Elle se moqua de moi, mais j'avais dit la vérité. J'ai été enclin de tout temps à prendre la vie comme un spectacle.

Je n'ai jamais été un véritable observateur; car il faut à l'observation un système qui la dirige, et je n'ai point de système. L'observateur conduit sa vue; le spectateur se laisse prendre par les yeux. Je suis né spectateur et je conserverai, je crois, toute ma vie cette ingénuité des badauds de la grande ville, que tout amuse et qui gardent, dans l'âge de l'ambition, la curiosité désintéressée des petits enfants. De tous les spectacles auxquels j'ai assisté, le seul qui m'ait ennuyé est celui qu'on a dans les théâtres en regardant la scène. Au contraire, les représentations de la vie m'ont toutes diverti, à commencer par celles que j'eus dans la pension de Mlle Lefort.

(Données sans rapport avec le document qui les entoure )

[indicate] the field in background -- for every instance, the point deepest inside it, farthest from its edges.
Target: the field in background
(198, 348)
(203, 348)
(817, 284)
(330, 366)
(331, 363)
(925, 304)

Je continuai donc à regarder ma maîtresse et, me confirmant dans l'idée qu'elle était triste, je demandai à Fontanet d'où venait cette tristesse. Sans rien affirmer de positif, Fontanet l'attribuait au remords et croyait bien se rappeler qu'elle fut subitement imprimée sur les traits de Mlle Lefort, au jour, déjà ancien, où cette personne lui confisqua sans nul droit une toupie de buis et commit presque aussitôt un nouvel attentat; car, pour étouffer les plaintes de celui qu'elle avait spolié, elle lui enfonça le bonnet d'âne sur la tête.

Fontanet concevait qu'une âme souillée de ces actes eût perdu à jamais la joie et le repos; mais les raisons de Fontanet ne me suffisaient pas et j'en cherchais d'autres.

Il était difficile, à vrai dire, de chercher quelque chose dans la classe de Mlle Lefort, à cause du tumulte qui y régnait sans cesse. Les élèves s'y livraient de grands combats devant Mlle Lefort, visible, mais absente. Nous nous jetions les uns aux autres tant de catéchismes et de croûtes de pain, que l'air en était obscurci et qu'un crépitement continu remplissait la salle. Seuls, les plus jeunes enfants, les pieds dans les mains et la langue tirée hors la bouche, regardaient le plafond avec un sourire pacifique.